JD Vance n’était pas seulement venu livrer Zelensky et les ukrainiens aux loups. Sur un ton professoral, il a profité de la sidération de l’assistance pour enchainer les coups contre une vieille Europe tout bonnement accusée de rester une démocratie libérale, garante de l’État de droit et d’un certain nombre de protections des droits humains. Sauf que, cette fois-ci, les Européens semblent prendre au sérieux la menace. On pourra en regretter le caractère tardif et l’aspect inorganisé, mais les initiatives se multiplient et indiquent que le temps de la contre-offensive est venu.
La première réaction, molle, vient de Berlin. Elle réunit à l’unisson les deux grandes familles de la démocratie allemande, le SPD comme la CDU. À une semaine d’un scrutin déterminant, le porte-parole du chancelier Scholtz a diplomatiquement réagi à cette nouvelle « immixtion » qui n’est autre qu’un soutien explicite à l’AfD, l’extrême-droite allemande. Le leader de la CDU, Friedrich Merz n’a pas dit autre chose.
Beaucoup plus significatif, en revanche, la présidente de la Commission, Ursula von der Leyen, propose l’activation de la clause de sauvegarde, permettant aux États membres de la zone euro d’échapper aux règles budgétaires afin d’investir significativement et collectivement dans les industries de Défense, à l’unisson d’Emmanuel Macron dans son interview au Financial Times de vendredi. Elle estime l’effort nécessaire à quelques 500 milliards d’euros sur la prochaine décennie. Puis, il y a eu le discours du président ukrainien, dans le rôle du sacrifié non consentant et c’est sans doute la pierre principale d’achoppement pour la petite oligarchie trumpiste.
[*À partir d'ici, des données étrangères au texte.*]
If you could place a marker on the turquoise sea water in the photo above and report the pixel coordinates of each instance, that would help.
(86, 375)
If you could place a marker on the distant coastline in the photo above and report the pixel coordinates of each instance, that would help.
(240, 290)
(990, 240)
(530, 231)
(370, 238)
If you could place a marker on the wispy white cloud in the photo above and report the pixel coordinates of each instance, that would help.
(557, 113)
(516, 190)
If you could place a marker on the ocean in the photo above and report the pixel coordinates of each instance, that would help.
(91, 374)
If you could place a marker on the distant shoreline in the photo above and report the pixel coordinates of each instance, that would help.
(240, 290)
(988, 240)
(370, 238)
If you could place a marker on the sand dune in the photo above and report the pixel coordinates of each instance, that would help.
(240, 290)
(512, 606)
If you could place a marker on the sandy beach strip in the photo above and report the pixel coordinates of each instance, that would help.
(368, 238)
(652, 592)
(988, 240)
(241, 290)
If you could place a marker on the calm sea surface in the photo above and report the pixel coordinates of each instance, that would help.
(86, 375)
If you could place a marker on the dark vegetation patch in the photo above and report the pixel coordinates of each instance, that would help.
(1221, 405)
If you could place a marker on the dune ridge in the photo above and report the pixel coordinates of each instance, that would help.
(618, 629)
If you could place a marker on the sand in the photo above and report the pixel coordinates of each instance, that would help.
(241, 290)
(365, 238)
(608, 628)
D’abord, Kyiv refuse à cette heure le marché proposé par le VRP en chef de l’immobilier américain. Le deal protection contre minerais ukrainiens ne peut être conclu, puisque de protection, il n’en existe pas. Malgré ses récurrentes déceptions, Zelenski continue d’en appeler à la solidarité européenne, lui suggérant une conclusion pratique : agir pour le « bien » de l’Europe et constituer « des forces armées européennes ».
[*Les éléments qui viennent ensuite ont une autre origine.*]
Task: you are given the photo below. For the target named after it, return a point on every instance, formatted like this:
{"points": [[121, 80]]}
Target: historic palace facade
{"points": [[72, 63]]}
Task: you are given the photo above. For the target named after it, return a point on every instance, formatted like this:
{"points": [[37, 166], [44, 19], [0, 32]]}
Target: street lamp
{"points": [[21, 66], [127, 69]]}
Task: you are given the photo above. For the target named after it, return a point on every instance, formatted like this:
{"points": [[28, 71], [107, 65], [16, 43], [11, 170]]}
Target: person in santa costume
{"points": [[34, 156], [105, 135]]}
Cette perspective, défendue par Raphael Glucksmann depuis des années, chemine enfin par la précipitation des évènements et la brutalité de l’adversité. Bien entendu, l’étroitesse d’une partie des élites européennes, notamment allemandes, a encouragé la concurrence dans le secteur de la Défense.
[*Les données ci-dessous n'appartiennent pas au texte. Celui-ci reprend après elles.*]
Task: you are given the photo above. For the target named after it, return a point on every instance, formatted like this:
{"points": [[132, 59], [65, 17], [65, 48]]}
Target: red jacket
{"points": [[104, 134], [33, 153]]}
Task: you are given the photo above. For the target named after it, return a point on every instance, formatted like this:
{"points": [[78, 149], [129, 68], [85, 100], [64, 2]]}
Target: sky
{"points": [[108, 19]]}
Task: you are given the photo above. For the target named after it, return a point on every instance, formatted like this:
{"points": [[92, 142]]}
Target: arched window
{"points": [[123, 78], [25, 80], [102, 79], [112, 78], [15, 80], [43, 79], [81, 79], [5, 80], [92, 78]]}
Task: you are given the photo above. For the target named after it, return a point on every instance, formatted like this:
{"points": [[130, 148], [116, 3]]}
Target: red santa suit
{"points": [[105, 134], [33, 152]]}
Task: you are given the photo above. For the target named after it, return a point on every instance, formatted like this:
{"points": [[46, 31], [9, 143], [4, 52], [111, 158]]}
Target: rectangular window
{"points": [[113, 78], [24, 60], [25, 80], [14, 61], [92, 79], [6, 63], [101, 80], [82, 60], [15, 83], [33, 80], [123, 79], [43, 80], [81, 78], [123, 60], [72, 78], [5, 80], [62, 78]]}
Dans un premier temps, un état-major européen intégré tenant à disposition des bataillons ou divisions dotés de moyens aériens, constituerait un saut qualitatif. Ces unités terrestres pourraient être déployées rapidement en Pologne, en Ukraine et dans les États baltes, mais également en Roumanie plus significativement que celles qui y sont présentes au nom de l’Otan.
Dans la Baltique, un groupe naval de surveillance intégré, constituerait là encore une avancée, à la condition de coordonner les moyens entre Paris et Londres, ce qui relève du vœu pieux pour l’heure lorsqu’on connait les liens de dépendance entre Londres et Washington. Les supputations sont nombreuses et feront sourire les sceptiques.
Le catalogue des mesures opérationnelles est vaste, mais ce qui compte davantage est le transfert partiel de compétences à l’échelon supranational car c’est le premier pas, celui qui compte le plus – à Berlin en particulier. Si l’UE y parvient, elle enclenchera une dynamique propre à enrayer la strangulation conjointe de Washington et de Moscou sans qu’il n’y ait d’équivalent entre l’une et l’autre.
C’est sans doute l’une des visées politiques de la réunion de Paris, convoquée lundi par Emmanuel Macron. Donald Tusk y sera pour la Pologne. Le trio bruxellois, von der Leyen, Callas, Costa s’y joindra assurément en attendant d’autres convives. Le format reste encore flou, mais il indique que le tocsin a retenti dans les chancelleries du continent.
Comme un lointain écho à l’interpellation du démocrate Bernie Sanders, implorant les Européens à organiser la résistance au chambardement illibéral et réactionnaire, les Européens ont l’occasion de prendre la tête de la contre-offensive mondiale au trumpisme, de ranimer l’espoir et la confiance sur la façade orientale du continent, et de ne pas abandonner près d’un électeur sur deux de l’autre côté de l’Atlantique en proie au désespoir.